Foto: © Deutsche Rheuma-Liga/Volker Lannert

Britta und Christian haben Rheuma. Die beiden jungen Leute sind Protagonisten der neuen Aufklärungskampagne „Rheuma ist jünger als du denkst“. Die Deutsche Rheuma-Liga startet damit am 12. Oktober, dem Welt-Rheuma-Tag 2019.

Rheuma trifft auch junge Menschen – so wie Britta (23) und Christian (43). Beide haben sich entschlossen, als Protagonisten die Aufklärungskampagne „Rheuma ist jünger als du denkst“ zu unterstützen. Die Deutsche Rheuma-Liga startet diese Kampagne am Welt-Rheuma-Tag 2019.

Britta und Christian möchten, dass junge Rheumatiker mehr Verständnis bekommen und ernst genommen werden. Sie möchten die Öffentlichkeit darüber informieren, was es heißt, Rheuma zu haben. Und sie möchten, dass Rheuma nicht mehr als „Alte-Leute-Krankheit“ wahrgenommen wird. Denn Rheuma trifft auch junge Menschen – und zwar nicht wenige.

Britta und Christian bloggen über ihren Alltag mit Rheuma

Die Deutsche Rheuma-Liga möchte mit der Kampagne gegen Vorurteile angehen, auf gesellschaftlicher wie politischer und medizinischer Ebene wachrütteln. Britta und Christian werden die kommenden neun Monate mehrmals die Woche auf der Social-Media-Plattform Instagram aus ihrem Leben mit Rheuma berichten. Sie wünschen sich, dass Rheuma zukünftig auch bei jungen Menschen frühzeitig erkannt wird, damit notwendige medizinische Maßnahmen schnellstmöglich eingeleitet werden. Denn je eher die Therapie beginnt, desto besser stehen die Chancen, einen Stillstand der Krankheit zu erreichen.

Auf Instagram können Interessierte die Beiträge der beiden ohne Registrierung mitlesen. Wer auch die Videos aus Brittas und Christians Alltag sehen möchte, muss sich registrieren. Die Registrierung ist kostenlos.
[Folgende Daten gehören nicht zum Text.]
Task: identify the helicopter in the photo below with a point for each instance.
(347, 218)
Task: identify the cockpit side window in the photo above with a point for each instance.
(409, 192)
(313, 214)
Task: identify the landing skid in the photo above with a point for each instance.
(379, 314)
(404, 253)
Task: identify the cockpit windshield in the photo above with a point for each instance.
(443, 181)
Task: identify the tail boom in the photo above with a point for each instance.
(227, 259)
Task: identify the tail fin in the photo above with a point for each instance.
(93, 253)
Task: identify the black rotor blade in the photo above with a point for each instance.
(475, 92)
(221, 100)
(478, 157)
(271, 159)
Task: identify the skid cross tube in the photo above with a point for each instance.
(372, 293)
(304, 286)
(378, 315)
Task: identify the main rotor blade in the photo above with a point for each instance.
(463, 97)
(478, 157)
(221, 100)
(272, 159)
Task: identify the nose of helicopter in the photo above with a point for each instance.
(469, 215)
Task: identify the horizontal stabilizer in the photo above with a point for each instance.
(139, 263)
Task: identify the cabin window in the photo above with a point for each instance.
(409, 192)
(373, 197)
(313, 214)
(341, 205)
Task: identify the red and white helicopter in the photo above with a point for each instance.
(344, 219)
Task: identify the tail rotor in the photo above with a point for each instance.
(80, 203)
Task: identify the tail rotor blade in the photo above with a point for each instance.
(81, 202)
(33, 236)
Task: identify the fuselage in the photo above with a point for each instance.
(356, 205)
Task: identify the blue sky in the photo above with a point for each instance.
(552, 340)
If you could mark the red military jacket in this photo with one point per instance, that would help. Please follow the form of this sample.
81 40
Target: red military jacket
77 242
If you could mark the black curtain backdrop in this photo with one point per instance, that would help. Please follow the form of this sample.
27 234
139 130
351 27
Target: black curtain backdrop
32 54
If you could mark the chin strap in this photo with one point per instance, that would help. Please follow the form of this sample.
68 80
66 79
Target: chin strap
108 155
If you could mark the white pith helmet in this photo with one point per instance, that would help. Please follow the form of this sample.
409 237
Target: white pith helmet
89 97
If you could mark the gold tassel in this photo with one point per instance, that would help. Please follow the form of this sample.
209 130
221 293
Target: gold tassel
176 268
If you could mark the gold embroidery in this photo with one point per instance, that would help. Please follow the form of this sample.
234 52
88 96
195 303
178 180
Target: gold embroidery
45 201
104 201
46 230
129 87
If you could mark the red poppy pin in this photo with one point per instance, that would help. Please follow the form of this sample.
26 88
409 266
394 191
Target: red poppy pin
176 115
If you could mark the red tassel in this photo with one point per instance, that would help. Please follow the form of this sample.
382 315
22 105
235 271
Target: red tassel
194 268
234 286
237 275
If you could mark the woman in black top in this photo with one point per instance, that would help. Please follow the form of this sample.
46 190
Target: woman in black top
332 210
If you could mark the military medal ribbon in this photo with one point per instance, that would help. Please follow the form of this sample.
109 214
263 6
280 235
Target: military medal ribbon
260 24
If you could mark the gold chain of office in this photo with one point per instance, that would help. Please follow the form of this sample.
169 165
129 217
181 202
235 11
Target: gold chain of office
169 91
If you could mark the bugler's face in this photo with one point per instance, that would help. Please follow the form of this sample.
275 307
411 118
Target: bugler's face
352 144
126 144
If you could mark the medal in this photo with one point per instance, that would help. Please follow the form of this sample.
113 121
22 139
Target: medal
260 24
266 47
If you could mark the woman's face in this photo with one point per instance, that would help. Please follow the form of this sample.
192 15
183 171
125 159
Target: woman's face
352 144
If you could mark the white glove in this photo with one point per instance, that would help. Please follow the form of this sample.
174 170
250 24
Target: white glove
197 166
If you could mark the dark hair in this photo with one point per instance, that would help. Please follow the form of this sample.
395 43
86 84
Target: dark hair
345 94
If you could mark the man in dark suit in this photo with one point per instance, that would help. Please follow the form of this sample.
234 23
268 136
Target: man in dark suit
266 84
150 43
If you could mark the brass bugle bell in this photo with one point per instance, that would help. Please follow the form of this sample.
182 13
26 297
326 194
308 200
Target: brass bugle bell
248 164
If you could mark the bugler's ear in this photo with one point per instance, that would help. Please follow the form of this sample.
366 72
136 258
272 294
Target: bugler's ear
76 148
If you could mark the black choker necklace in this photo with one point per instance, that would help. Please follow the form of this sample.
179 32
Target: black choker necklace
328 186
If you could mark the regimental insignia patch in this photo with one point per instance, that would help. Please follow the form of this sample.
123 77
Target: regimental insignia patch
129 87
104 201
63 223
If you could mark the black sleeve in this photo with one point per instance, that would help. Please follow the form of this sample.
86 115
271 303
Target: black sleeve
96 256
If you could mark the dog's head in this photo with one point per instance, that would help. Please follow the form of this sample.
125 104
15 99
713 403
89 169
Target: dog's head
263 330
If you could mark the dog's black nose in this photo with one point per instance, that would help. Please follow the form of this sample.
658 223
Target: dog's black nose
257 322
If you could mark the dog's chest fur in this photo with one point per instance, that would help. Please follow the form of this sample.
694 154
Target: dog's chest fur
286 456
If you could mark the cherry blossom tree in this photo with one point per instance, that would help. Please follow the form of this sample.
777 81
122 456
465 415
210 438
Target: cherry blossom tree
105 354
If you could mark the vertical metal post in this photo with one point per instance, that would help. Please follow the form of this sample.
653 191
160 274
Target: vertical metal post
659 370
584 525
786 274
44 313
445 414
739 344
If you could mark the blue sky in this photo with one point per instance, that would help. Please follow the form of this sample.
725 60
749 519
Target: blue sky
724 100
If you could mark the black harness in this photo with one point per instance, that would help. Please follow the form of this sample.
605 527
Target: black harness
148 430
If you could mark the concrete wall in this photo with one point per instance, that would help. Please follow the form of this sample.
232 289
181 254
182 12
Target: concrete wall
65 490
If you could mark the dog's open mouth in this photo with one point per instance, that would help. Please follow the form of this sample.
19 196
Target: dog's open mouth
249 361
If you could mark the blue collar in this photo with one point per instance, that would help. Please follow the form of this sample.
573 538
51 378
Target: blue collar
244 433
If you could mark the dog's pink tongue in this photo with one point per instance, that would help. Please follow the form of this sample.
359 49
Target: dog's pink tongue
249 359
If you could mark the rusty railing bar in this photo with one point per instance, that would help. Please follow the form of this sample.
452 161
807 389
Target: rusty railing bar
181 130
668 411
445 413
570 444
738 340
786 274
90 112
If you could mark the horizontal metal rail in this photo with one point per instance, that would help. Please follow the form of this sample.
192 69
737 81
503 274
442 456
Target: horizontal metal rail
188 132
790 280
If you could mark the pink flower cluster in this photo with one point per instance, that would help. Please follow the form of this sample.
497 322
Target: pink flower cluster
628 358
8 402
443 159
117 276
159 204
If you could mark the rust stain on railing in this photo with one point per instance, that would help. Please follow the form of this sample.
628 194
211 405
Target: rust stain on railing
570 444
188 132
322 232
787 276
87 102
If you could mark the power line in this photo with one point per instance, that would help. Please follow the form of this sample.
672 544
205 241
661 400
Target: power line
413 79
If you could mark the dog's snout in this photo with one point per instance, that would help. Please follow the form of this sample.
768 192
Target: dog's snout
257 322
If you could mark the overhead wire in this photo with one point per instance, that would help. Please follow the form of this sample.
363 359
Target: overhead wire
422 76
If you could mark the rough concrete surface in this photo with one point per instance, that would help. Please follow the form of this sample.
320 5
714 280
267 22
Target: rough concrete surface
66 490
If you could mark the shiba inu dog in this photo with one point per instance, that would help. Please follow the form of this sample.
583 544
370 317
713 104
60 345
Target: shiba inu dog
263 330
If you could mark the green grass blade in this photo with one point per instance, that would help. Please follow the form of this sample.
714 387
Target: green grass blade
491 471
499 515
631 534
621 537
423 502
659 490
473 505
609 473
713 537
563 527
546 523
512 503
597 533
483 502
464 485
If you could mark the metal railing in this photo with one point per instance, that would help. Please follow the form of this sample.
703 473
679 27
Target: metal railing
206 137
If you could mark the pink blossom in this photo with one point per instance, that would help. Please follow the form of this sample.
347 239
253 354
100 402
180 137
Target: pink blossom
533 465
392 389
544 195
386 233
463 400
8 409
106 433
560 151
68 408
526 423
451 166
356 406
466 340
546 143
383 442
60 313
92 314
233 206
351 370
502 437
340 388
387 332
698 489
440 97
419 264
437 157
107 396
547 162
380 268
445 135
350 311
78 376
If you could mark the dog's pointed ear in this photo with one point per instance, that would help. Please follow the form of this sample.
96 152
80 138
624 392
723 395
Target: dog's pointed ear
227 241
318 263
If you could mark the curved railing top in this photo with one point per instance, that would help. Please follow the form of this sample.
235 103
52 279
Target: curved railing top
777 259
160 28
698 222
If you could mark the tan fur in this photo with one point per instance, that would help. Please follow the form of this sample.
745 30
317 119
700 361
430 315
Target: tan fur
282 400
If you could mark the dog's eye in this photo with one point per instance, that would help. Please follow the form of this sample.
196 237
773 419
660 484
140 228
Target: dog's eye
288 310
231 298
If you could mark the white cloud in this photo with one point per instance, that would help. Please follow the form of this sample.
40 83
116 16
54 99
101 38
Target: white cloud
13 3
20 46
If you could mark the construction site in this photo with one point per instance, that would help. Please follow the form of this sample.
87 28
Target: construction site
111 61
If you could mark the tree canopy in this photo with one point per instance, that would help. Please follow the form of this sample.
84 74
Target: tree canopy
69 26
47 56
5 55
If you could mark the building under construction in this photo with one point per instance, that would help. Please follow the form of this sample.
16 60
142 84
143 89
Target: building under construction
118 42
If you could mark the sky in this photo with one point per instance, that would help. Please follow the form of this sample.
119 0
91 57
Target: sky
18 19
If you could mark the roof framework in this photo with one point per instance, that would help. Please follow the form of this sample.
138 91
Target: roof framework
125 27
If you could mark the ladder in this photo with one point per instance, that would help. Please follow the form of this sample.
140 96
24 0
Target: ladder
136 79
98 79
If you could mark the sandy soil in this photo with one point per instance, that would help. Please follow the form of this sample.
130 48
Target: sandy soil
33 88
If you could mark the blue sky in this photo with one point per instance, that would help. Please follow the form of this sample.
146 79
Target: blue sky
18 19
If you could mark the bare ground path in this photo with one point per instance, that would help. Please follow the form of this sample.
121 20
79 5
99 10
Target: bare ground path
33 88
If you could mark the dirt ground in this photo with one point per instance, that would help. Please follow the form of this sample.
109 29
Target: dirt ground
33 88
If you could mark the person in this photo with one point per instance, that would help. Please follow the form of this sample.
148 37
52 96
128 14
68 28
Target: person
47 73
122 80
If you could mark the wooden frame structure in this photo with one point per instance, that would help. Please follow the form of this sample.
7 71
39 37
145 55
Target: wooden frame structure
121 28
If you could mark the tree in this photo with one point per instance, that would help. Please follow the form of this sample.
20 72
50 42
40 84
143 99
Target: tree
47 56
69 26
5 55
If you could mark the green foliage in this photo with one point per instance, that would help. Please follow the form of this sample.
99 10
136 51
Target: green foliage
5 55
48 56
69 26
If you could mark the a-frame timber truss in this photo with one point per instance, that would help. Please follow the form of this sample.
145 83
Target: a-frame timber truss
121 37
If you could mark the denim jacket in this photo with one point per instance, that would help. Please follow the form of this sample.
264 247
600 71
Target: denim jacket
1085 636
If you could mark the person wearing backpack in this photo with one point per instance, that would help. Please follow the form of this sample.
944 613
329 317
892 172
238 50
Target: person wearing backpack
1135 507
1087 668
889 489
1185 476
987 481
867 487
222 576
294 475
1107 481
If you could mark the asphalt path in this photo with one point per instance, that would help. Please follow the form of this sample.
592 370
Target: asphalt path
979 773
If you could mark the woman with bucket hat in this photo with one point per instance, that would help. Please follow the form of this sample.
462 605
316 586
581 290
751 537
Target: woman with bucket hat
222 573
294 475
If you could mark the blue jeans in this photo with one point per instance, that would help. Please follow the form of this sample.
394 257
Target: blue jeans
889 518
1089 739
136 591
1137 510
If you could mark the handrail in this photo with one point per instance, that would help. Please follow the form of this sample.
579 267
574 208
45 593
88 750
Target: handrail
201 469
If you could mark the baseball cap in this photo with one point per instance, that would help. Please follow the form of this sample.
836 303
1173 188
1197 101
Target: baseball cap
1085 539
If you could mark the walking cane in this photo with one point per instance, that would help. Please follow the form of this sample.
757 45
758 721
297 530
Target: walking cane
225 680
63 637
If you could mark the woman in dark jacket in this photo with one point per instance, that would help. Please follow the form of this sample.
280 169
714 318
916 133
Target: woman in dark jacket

„Rheuma ist keine Frage des Alters!“

„Rheuma ist keine Frage des Alters, es ist keine Alte-Leute-Krankheit. Darauf immer wieder hinzuweisen, aktuell mit der Kampagne ‚Rheuma ist jünger als du denkst‘, ist mir ein besonderes Anliegen“, sagt Rotraut Schmale-Grede. Die Präsidentin der Deutschen Rheuma-Liga betont: „Es muss ein Wandel in der öffentlichen Wahrnehmung von Menschen mit Rheuma stattfinden. Sie dürfen nicht diskriminiert werden. Denn diese Diskriminierung erschwert besonders jungen Menschen die eigene Identifikation mit der chronischen Erkrankung.“

Die Rheuma-Liga unterstützt junge Rheumatiker genauso wie ältere, erklärt Rotraut Schmale-Grede: „Wir haben bei unseren Projekten und Maßnahmen sehr differenziert die Bedürfnisse der Betroffenen der verschiedenen Altersgruppen im Blick.“ So hat die Deutsche Rheuma-Liga unter anderem für junge Betroffene mit „Mein Rheuma wird erwachsen“ ein Transitionsprojekt ins Leben gerufen, bei dem junge Rheumatiker andere junge Rheumatiker ehrenamtlich als Transition Peers in der schwierigen Phase des Wechsels vom Kinder- zum Erwachsenenrheumatologen unterstützen.

Rheuma trifft auch junge Menschen – und sogar Kinder

Ebenso hat der Verband ein umfangreiches Informationspaket mit interaktiven Materialien und Fakten rund um die Erkrankung für Lehrer geschnürt, die mehr über das Thema Kinderrheuma wissen und weitergeben möchten. Für jüngere Erwachsene gibt es in den Landesverbänden verschiedene Angebote vom Arbeitskreis 35+ bis hin zu Stammtischen für junge Rheumatiker und Bewegungsangebote wie zum Beispiel „aktiv-hoch-r“.

„Es geht darum, dass es Menschen mit Rheuma – in jedem Alter – in Deutschland besser geht. Lassen Sie uns dafür gemeinsam sorgen“, appelliert Rotraut Schmale-Grede an die Bundesbürger.